Interested in REO property or a foreclosure in Dana Point?
Making an offer on a bank-owned property is not something to be taken casually.
What is an REO?
"REO" means Real Estate Owned. These are homes which have been foreclosed upon and are currently held by the bank or mortgage company. This is different than real estate up for foreclosure auction.
If you buy a property during a foreclosure sale, you must pay at least the loan balance plus any interest and other fees added during the foreclosure process. The buyer must also be ready to pay with cash in hand. And on top of all that, you'll get the property 100% as is. That possibly will involve current liens and even current denizens that need to be put out.
A bank-owned property, conversely, is a much cleaner and attractive deal. The REO property didn't find a buyer during foreclosure auction. The bank now owns it. The lender will take care of the elimination of tax liens, evict occupants if needed and generally arrange for the issuance of a title insurance policy to the buyer at closing.
Take notice that REOs may be exempt from normal disclosure requirements.
For example, in California, banks are not required to give a Transfer Disclosure Statement,
a document that usually requires sellers to make known any defects of which they are aware.
By hiring Wave Crest Financial Group, INC, you can rest assured knowing all parties are fulfilling California state disclosure requirements.
Are REO properties a bargain in Dana Point?
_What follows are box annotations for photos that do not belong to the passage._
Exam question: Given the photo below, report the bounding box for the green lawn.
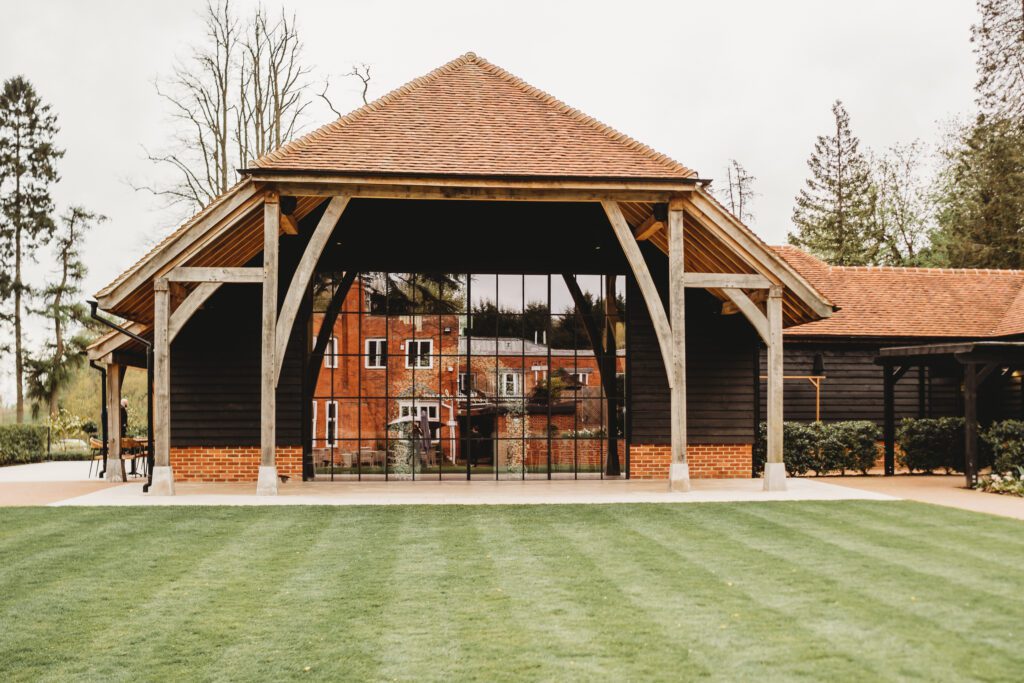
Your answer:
[0,502,1024,681]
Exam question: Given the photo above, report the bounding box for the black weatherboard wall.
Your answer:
[627,245,758,444]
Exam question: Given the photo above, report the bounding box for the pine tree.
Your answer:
[971,0,1024,118]
[27,206,106,419]
[788,100,880,265]
[0,76,63,423]
[932,118,1024,268]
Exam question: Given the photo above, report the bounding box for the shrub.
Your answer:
[754,420,880,476]
[981,420,1024,474]
[974,465,1024,497]
[896,418,964,474]
[830,420,882,474]
[0,425,46,466]
[754,422,815,476]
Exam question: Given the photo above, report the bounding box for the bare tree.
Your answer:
[319,63,371,117]
[871,140,933,265]
[718,159,758,223]
[136,0,309,209]
[971,0,1024,118]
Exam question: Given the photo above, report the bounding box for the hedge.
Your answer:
[754,420,881,476]
[896,418,964,474]
[0,425,46,466]
[981,420,1024,474]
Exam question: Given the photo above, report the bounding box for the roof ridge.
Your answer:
[463,52,697,178]
[828,265,1024,275]
[250,51,697,178]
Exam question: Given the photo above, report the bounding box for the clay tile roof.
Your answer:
[772,246,1024,338]
[249,52,696,180]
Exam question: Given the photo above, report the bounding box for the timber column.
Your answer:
[103,362,128,481]
[150,278,174,496]
[256,190,281,496]
[668,201,690,490]
[764,285,785,490]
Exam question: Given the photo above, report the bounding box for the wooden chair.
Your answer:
[89,436,103,478]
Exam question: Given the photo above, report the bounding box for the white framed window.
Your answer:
[366,338,387,369]
[325,400,338,445]
[406,339,434,369]
[498,371,522,396]
[324,336,338,368]
[398,400,438,422]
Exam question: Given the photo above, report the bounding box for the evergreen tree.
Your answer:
[26,206,106,419]
[0,76,63,423]
[932,118,1024,268]
[971,0,1024,118]
[790,100,880,265]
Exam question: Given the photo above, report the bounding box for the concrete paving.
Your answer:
[53,479,898,506]
[826,474,1024,519]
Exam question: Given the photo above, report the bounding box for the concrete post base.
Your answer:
[150,465,174,496]
[669,463,690,492]
[103,458,128,481]
[256,465,278,496]
[764,463,785,490]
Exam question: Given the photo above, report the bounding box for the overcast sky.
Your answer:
[0,0,975,401]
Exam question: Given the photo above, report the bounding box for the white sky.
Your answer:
[0,0,975,401]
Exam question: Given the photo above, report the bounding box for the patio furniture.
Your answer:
[89,436,103,477]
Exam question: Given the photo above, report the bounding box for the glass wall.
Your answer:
[312,272,626,480]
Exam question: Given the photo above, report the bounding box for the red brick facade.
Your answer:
[171,445,302,481]
[630,443,753,479]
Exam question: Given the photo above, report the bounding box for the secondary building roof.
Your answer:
[774,246,1024,339]
[250,52,696,180]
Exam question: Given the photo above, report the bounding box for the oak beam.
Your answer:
[764,286,785,490]
[601,202,675,388]
[167,283,221,342]
[683,272,771,290]
[150,278,174,496]
[103,362,128,481]
[669,205,690,490]
[722,288,771,344]
[256,190,281,496]
[273,197,348,386]
[633,215,665,242]
[166,265,263,285]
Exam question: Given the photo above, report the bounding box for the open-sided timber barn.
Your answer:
[90,53,834,494]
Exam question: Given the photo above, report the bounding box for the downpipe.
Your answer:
[89,360,110,479]
[89,301,156,494]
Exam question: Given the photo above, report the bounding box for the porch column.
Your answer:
[150,279,174,496]
[103,362,128,481]
[256,190,281,496]
[668,203,690,490]
[764,285,785,490]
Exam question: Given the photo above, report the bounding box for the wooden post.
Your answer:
[882,366,896,476]
[668,203,690,490]
[764,285,785,490]
[256,190,281,496]
[964,362,978,488]
[150,279,174,496]
[103,362,128,481]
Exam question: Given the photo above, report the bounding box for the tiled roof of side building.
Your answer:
[250,52,696,180]
[773,246,1024,338]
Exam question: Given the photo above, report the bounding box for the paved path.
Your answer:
[826,474,1024,519]
[56,479,897,506]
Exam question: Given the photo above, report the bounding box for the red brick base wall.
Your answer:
[171,445,302,481]
[630,443,753,479]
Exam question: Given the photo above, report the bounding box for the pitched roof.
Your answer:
[249,52,696,180]
[773,246,1024,338]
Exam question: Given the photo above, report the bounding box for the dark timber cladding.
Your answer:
[627,246,759,443]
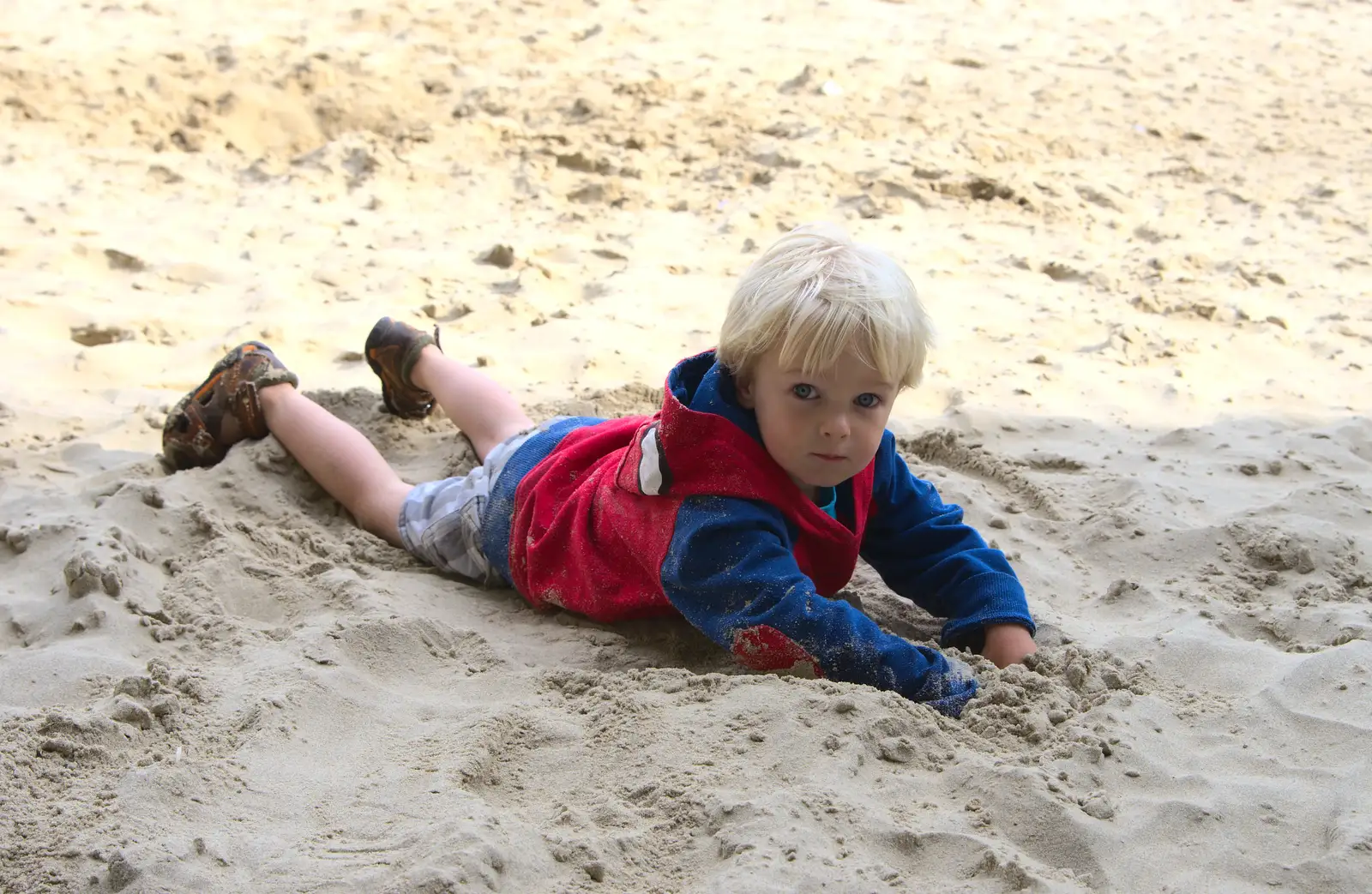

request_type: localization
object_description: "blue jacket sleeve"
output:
[860,432,1034,645]
[661,496,977,717]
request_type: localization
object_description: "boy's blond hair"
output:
[716,224,933,388]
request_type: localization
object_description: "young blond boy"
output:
[163,226,1034,716]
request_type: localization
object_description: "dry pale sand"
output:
[0,0,1372,892]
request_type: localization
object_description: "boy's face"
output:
[738,347,900,495]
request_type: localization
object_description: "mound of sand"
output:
[0,0,1372,894]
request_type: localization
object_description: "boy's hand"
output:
[981,624,1038,668]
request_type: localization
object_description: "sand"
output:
[0,0,1372,892]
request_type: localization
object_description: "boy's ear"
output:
[734,379,756,410]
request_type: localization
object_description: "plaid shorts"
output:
[400,417,565,585]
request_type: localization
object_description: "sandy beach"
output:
[0,0,1372,894]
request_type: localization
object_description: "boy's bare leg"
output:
[403,345,533,460]
[258,384,412,547]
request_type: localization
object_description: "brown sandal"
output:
[162,341,300,469]
[364,317,443,420]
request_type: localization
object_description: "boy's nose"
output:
[821,413,848,437]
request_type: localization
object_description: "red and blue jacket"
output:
[482,351,1034,716]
It's sometimes believed that any REO must be a good deal and a possibility for easy money. This isn't necessarily the case. You have to be very careful about buying a repossession if your intent is to make a profit. Even though the bank is typically eager to offload it promptly, they are also motivated to minimize any losses.
When pondering what to pay for a foreclosure, you need to look closely at comparable sales in the neighborhood and be sure to take into account the time and cost of any repairs or remodeling needed to prepare the house for resale.
There are bargains with potential to make money, and many people do very well buying and selling foreclosures. Still, there are also many REOs that are not good buys and not likely to turn a profit.
Ready to make an offer?
Most mortgage companies have staff dedicated to REO that you'll work with when buying REO property from them. Usually the REO department will use a listing agent to get their REO properties listed on the local MLS.
Before making your offer, you'll want to contact either the listing agent or REO department at the bank and discover as much as you can about their knowledge concerning the condition of the property and what their process is for taking offers. Since banks most commonly sell REO properties "as is", it may be in your best interest to include an inspection contingency in your offer that gives you time to check for unseen damage and cancel the offer if you find it.
If, as a buyer, you can provide documentation proving your ability to pay, such as a pre-approval letter from a lender, your offer will be more attractive and likely be accepted. (This is generally true for any real estate offer.)
After you've presented your offer, you can expect the bank to make a counter offer. At this point it will be your decision whether to accept their counter, or make another counter offer.
Understand, you'll be working with a process that probably involves a group of people at the bank, and they don't work evenings or weekends. It's not unusual for the process of offers and counter offers to take days or even weeks. Wave Crest Financial Group, INC is accustomed to these situations and will work to ensure there are no unnecessary delays.